皆さんこんにちは!
株式会社長川原金属、更新担当の中西です。
本日は第14回砂型アルミ鋳造雑学講座!
今回は、鋳造者が図面確認時にチェックすべきポイントと、特に注意すべき落とし穴について詳しく解説します。
砂型アルミ鋳造は、設計図面をもとに模型をつくり、鋳型を製作して金属を流し込む工程です。図面の読み取りミスや見落としは、鋳造欠陥や納期遅延、再製作の原因となります。そのため、鋳造者として図面を正確に読み、必要な補正や仕様を見抜くチェック力が極めて重要です。
鋳造は溶湯が固まる工程上、収縮・変形・湯回り不良などの特性が伴います。つまり、設計通りにそのまま作るのではなく、鋳造特性を加味した補正が必要です。
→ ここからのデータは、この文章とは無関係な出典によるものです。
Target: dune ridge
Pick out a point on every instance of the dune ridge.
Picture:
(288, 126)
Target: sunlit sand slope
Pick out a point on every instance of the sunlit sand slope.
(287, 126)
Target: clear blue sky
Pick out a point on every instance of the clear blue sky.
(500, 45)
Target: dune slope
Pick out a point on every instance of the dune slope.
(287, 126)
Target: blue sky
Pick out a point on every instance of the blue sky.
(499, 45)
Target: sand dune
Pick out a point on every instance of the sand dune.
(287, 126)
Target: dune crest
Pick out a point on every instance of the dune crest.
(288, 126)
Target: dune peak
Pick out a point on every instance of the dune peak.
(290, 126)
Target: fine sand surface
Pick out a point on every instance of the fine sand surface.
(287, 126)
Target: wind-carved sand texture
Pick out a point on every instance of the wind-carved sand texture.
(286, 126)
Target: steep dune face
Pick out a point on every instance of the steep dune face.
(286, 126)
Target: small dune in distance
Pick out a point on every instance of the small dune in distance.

図面のチェックとは、単なる確認作業ではなく、「この図面を鋳造でどう具現化するか」を設計者視点+製造者視点で見極める行為なのです。
| 項目 | 内容 | チェックポイント |
|---|---|---|
| 寸法精度 | 公差・仕上寸法 | 機械加工後寸法か?鋳物としての実現可能性 |
| 収縮率補正 | 材質に応じた補正 | アルミ合金ごとに異なる収縮補正率を反映 |
| 加工余裕 | 削りしろの設定 | 必要寸法が加工後に残るように設計されているか |
| 鋳抜き勾配 | 引き抜き方向と角度 | 垂直面に対し最小1〜3°程度の角度があるか |
| 壁厚・肉厚 | 最小肉厚/均一性 | 薄肉すぎる・肉厚が不均一だと鋳造不良の原因に |
| 中子形状 | 中空部・中子の配置 | 抜け方向・支持位置・固定方法の検討 |
| 表面仕上げ記号 | 鋳肌の要求/加工の有無 | 加工範囲と鋳肌部を明確に区別すること |
| ロット・材質情報 | 材種・熱処理指示 | A356-T6など、仕様に合った鋳造条件を確認 |
→ 型から抜けずに中子が破損、製品形状が崩れる
→ 機械加工後に寸法が不足し、製品としてNG
→ 収縮応力や凝固遅れにより、引け巣や割れの発生
→ 加工が不要な部分まで削ってしまい、再製作に
チェックリスト運用:図面確認の標準項目を表にして一括管理
過去トラブルのフィードバック反映:失敗例をマニュアル化し注意喚起
製造現場とのクロスチェック:製図担当・製造担当が図面を一緒に確認する
さらに、3D CADや鋳造シミュレーション(湯流れ・凝固解析)と連携することで、図面情報の立体的理解が可能になり、不良予測精度が向上します。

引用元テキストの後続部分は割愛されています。